Cooperation Between ZF and Faurecia Gains Momentum with “Cockpit 2025”
- First joint seat concept ready for IAA 2017
- Additional projects exemplify integrated safety in passenger cars for automated and fully autonomous driving
- Collaboration road map targets “Cockpit 2025”: a system approach for a comfortable and safe interior
Friedrichshafen/Paris. Just a few months after signing a cooperation agreement at the beginning of May 2017, ZF and its partner Faurecia are unveiling the initial results of their collaboration as well as future plans. By introducing their new seat concept at Faurecia’s and ZF’s booths during IAA 2017, the two companies are shaping the trend toward a versatile, comfortable, and most importantly, a safer passenger car interior. A long-term road map will define additional milestones regarding integrated safety for future passenger car interiors. The goal of the cooperation between ZF and Faurecia is “Cockpit 2025” which will help support the transition from assisted and automated driving to fully autonomous driving at Levels 3, 4 and higher.
When ZF and Faurecia announced their cooperation in May 2017, the networked ecosystems from Silicon Valley served as a model. The initial results of their four-month cooperation demonstrate the impressive speed and agility from both suppliers at the 2017 IAA. A jointly developed seat concept demonstrates how passive safety can be designed for the transition phase from assisted to automated driving.

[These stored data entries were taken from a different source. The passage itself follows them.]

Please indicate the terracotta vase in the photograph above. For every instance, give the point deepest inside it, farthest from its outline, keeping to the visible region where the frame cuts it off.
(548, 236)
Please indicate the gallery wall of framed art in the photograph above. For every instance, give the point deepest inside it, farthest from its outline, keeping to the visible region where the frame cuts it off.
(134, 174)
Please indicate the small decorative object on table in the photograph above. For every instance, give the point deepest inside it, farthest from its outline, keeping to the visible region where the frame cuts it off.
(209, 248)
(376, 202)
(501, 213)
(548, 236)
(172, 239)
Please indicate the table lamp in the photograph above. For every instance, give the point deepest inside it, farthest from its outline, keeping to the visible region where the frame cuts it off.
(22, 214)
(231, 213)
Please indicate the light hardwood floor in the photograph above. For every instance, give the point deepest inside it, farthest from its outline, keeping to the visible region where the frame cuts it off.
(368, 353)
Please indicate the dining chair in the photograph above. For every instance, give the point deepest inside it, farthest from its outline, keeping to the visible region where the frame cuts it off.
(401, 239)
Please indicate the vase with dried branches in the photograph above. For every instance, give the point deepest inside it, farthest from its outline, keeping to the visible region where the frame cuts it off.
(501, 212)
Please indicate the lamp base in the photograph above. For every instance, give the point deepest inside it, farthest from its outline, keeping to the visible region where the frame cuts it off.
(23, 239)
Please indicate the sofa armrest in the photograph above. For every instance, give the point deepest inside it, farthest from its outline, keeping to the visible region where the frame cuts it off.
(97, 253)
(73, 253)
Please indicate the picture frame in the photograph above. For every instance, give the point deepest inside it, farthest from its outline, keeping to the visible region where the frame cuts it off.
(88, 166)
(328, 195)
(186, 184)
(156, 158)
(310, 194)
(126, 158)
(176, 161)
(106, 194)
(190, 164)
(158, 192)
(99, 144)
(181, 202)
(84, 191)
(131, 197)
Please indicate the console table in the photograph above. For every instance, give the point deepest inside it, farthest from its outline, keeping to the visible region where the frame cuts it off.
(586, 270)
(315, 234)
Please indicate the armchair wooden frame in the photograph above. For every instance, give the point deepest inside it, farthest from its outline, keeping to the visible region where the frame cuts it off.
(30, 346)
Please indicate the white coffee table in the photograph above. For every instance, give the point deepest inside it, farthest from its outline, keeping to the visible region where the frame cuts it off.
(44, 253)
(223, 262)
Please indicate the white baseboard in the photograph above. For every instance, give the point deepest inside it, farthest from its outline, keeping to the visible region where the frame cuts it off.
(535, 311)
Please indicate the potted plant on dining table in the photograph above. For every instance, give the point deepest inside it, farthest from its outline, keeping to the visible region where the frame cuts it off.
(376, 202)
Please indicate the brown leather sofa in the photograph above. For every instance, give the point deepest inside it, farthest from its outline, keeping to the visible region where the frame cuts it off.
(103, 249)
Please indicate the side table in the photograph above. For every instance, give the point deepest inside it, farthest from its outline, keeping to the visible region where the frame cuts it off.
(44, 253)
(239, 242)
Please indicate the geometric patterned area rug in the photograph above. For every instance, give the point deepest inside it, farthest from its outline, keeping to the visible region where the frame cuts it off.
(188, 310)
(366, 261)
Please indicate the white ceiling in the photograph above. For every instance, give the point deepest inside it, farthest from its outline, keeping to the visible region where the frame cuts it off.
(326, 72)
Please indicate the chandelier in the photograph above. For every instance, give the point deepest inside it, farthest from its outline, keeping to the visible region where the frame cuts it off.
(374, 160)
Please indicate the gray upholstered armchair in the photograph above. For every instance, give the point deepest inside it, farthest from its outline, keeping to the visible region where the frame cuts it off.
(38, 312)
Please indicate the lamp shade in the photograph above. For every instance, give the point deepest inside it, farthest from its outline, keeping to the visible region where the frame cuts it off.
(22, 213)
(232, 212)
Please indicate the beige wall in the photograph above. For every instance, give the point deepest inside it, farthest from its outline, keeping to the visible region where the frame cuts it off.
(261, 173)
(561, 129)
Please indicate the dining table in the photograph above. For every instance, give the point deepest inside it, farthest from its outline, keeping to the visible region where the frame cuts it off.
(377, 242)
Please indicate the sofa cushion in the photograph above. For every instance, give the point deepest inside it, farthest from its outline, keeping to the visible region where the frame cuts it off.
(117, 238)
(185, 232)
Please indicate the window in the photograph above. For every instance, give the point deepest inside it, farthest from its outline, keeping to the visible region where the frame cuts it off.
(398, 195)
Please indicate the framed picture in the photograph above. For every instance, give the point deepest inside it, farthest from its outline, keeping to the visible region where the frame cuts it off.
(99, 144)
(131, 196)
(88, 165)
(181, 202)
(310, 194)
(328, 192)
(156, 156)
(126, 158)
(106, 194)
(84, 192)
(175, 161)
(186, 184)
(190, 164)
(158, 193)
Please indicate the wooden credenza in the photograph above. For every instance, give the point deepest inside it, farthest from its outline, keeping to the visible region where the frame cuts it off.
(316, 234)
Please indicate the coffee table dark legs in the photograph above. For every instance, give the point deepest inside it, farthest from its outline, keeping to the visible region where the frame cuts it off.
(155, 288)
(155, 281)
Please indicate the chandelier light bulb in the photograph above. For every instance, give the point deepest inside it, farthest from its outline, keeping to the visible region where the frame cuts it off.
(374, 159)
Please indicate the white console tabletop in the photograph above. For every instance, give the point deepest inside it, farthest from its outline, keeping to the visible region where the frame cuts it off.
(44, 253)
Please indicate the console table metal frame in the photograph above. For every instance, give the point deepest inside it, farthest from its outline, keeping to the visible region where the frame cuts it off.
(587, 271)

The seat supports three different driver positions: the driving position itself, a relaxed position and a working position in which the seat is turned slightly toward the middle of the cabin. It can be tilted a total of 25 degrees backward and up to 10 degrees toward the interior. To achieve these positions, the back of the seat is divided into two parts. The attachment point of the driver's seat belt is integrated into the seat and is designed to help meet changing conditions in the event of a crash. When transitioning between positions, the variable belt connection point near the shoulder can automatically adapt to the position of the reclined driver. ZF’s Active Control Retractor ACR 8 system can additionally send haptic signals to the driver whereby vibrations can redirect the driver's attention to what is happening on the road. The belt system can therefore also be integrated into the vehicle’s Human Machine Interface (HMI) which is important for assistance systems and automated driving functions where the driver is informed to retake control of the vehicle.
ZF has also developed and installed new side airbags: The ZF Advanced Far Side Airbag has been integrated into the seat in addition to a standard side airbag on the outside. It can help to protect the driver’s head and neck in case of a crash, especially if the impact is on the far side of the driver. An airbag integrated into the back of the driver’s seat helps to protect passengers in the back seat.
“We have been able to introduce an initial prototype just four months after starting our collaboration. The fact that our two companies were able to bring together their respective areas of expertise in such a short period of time is also a strong signal for the long-term direction of our cooperation,” explains Torsten Gollewski, responsible for Advanced Engineering at ZF. David Degrange, Vice President of the Cockpit of the future project at Faurecia comments: “It took only 4 months – revealing the common approach and culture between the two groups - to build this unique and exclusive safety cocoon concept. A speed record in the automotive industry and once again a demonstration of the shared commitment to propose added value technology to our customers.”
The car interior in the autonomous driving era
The new seat concept was able to be realized as both ZF and Faurecia rapidly established a common understanding of integrated safety, and as a result have developed medium and long-term goals – in addition to the first specific concept seat. Under the term “Cockpit 2025”, the companies aim to shape the transformation of the car interior from assisted to automated driving. To this end, the partners have defined several action areas, namely, comfort and safety functions that affect the seat and the vehicle chassis; cockpit elements such as the display, steering wheel and passenger protection. Other action fields include interior monitoring and the interaction between systems in the critical pre-crash phase in order to help increase occupant protection in the last milliseconds when a crash is unavoidable.
“These action areas cover a wide spectrum of the requirements of current and future driving functions, but especially automated and fully autonomous driving functions,” says Gollewski. “All of these elements are heavily dependent on one another, which is why a shared systems approach between ZF and Faurecia will help create better solutions for future occupant safety than a standalone approach.”
Using a road map, the partners are continuing to solidify their approaches and solutions for the coming years. For example, in 2022, they will introduce and offer a forward-looking vehicle interior that supports both conditionally as well as highly automated driving (Level 3 and Level 4).